London: Two decades ago, the world of music lost one of its brightest stars -- Freddie Mercury.
- Two decades ago, the world of music lost one of its brightest star — Freddie Mercury.
- Less famously known as Farrokh Bulsara, he died at the age of 45 of AIDS.
- The South Asian community in UK honoured one of its favourite sons at the Asian Awards on Tuesday (October 18, 2011).
- The awards honour the achievements of individuals born in or with family originating from parts of Asia.
Less famously known as Farrokh Bulsara, Queen's flamboyant front man died at the age of 45 of AIDS related complications.
Twenty years later, the South Asian community in UK honoured one of its favourite sons at the Asian Awards on Tuesday (October 18, 2011). The awards honour the achievements of individuals born in or with family originating from parts of Asia.
Born in the British protectorate of Zanzibar, East Africa (now part of Tanzania), Freddie Mercury's parents, Bomi and Jer Bulsara, were Parsis originally from the Gujarat region of the then province of Bombay Presidency in British India.
The star's family, as well as his Queen bandmate Brian May, collected the Founders Award in recognition of Mercury's contribution to music. Ironically, Freddie Mercury chose to ignore, even deny, his Parsi heritage while he lived. Even his passport had his stage name.
Was this distancing from his Indian roots deliberate and how did that impact Mercury's music? According to fellow Queen member and friend Brian May, Mercury was committed to a truly global musical sense.
"We had a lot of unconscious influences. Freddie was Indian but also from Zanzibar and less excitingly from Feltham and all these impacted his music," said May.
For Mercury's family, who hailed from a small town in Gujarat but travelled across the world, the fact that Freddie had only an oblique relationship with his country of origin does not bother them in the least. They want Mercury to be remembered by as many people across the world as possible.
"I am still very proud of him. Am glad that he is loved and remembered to this degree even today," Freddie mother Jer Bulsara said.
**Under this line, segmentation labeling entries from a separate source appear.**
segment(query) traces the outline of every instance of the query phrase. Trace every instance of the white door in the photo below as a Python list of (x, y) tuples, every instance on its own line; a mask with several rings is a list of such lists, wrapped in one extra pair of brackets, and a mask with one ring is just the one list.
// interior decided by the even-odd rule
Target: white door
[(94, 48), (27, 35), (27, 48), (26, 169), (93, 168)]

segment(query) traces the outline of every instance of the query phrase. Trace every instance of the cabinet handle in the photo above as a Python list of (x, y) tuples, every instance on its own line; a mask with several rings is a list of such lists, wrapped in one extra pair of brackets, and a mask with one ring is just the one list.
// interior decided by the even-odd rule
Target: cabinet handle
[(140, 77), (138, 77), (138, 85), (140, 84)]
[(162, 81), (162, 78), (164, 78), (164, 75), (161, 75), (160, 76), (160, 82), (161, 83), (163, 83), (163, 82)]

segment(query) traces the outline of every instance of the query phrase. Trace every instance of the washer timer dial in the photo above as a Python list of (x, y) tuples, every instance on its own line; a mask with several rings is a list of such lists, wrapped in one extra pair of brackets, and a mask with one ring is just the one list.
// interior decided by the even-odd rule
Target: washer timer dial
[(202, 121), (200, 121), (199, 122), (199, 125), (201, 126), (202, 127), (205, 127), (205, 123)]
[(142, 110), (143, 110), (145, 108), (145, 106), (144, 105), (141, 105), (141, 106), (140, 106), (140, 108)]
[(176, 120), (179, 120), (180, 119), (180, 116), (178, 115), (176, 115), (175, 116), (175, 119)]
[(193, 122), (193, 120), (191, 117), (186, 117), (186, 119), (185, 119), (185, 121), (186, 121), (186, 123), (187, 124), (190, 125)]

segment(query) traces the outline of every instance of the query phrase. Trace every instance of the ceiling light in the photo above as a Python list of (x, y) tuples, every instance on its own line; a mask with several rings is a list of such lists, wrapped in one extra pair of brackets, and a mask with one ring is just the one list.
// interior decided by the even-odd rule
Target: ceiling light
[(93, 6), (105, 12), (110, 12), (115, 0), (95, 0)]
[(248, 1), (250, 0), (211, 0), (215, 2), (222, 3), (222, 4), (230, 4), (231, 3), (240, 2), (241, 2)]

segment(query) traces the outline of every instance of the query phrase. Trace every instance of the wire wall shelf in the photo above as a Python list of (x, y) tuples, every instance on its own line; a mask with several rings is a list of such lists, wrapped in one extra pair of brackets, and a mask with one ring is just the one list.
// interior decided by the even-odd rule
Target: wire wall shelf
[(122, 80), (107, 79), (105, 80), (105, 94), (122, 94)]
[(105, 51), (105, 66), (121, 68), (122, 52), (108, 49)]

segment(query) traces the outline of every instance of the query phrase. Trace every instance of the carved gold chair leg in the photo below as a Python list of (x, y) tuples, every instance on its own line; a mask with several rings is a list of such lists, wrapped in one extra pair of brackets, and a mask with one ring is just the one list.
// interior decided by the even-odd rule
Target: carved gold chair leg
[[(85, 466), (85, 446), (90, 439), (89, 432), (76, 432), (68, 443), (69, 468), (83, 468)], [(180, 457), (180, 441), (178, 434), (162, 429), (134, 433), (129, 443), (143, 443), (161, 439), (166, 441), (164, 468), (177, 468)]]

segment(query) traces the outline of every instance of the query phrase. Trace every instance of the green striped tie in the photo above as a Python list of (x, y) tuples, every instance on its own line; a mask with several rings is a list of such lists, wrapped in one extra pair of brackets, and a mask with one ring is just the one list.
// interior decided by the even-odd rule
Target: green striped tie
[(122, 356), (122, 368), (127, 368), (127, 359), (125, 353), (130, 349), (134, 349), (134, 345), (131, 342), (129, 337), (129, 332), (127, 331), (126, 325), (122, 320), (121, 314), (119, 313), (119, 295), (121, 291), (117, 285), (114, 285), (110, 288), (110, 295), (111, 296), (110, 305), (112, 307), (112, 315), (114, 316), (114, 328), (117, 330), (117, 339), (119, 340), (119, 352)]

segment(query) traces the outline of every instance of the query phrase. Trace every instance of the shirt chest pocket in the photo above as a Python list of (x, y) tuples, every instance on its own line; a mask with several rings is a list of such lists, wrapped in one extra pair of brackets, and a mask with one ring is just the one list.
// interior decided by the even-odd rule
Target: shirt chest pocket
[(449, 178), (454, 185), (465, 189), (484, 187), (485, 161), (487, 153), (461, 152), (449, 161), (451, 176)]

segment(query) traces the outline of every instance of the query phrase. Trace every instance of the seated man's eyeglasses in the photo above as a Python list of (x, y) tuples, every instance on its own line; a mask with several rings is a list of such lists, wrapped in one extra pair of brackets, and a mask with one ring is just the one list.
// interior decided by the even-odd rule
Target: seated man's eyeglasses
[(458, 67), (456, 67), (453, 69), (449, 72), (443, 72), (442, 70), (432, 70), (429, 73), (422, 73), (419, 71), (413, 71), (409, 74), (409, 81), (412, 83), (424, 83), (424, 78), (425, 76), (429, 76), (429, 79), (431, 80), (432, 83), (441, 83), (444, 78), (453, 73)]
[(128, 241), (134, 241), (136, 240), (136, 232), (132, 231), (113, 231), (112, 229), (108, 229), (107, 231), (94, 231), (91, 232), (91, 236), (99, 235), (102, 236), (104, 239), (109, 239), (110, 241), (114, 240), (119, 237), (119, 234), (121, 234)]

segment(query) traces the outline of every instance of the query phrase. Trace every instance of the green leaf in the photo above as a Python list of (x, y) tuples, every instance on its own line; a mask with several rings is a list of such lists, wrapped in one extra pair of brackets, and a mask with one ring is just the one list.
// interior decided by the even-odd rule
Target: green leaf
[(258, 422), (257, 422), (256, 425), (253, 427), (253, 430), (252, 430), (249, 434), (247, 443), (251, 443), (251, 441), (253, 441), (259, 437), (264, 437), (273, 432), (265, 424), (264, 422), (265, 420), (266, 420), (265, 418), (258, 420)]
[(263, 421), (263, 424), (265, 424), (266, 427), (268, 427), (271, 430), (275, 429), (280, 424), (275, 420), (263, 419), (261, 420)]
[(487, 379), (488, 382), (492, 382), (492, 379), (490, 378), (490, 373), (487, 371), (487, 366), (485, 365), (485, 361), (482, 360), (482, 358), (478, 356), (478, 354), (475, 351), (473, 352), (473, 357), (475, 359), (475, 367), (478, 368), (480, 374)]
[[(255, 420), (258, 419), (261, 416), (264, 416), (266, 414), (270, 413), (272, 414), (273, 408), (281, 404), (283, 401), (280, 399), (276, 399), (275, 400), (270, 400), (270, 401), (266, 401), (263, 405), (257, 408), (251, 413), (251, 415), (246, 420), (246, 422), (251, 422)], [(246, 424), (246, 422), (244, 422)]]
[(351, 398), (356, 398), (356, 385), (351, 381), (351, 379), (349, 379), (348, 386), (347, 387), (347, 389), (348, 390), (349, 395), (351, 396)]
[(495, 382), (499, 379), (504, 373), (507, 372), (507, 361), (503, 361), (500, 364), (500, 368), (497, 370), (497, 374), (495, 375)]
"Every morning when I wake up., there is a Queen song on the radio and people ask me if it make me sad...the answer is "No". How can I still be sad when my brother is singing me awake!" said Catherine Cooke, Freddie Mercury's sister.
Other big winners at the ceremony, which was held at London's Grosvenor House included comedienne Meera Syal, (Outstanding Achievement in Television) and rapper Jay Sean.
Celebrated sitar player Ravi Shankar was named the recipient of the prestigious Fellowship Award.
Freddie Mercury may have ignored even hidden his Indian roots as he climbed to the pinnacle of success in the UK but he was still unconsciously a part of the Bombay (Mumbai) ethos that he grew up in and that became a part of his music. And as the Asian Awards honouring of him shows, India thought of him as one of their own and will never forget the 'champion' singer.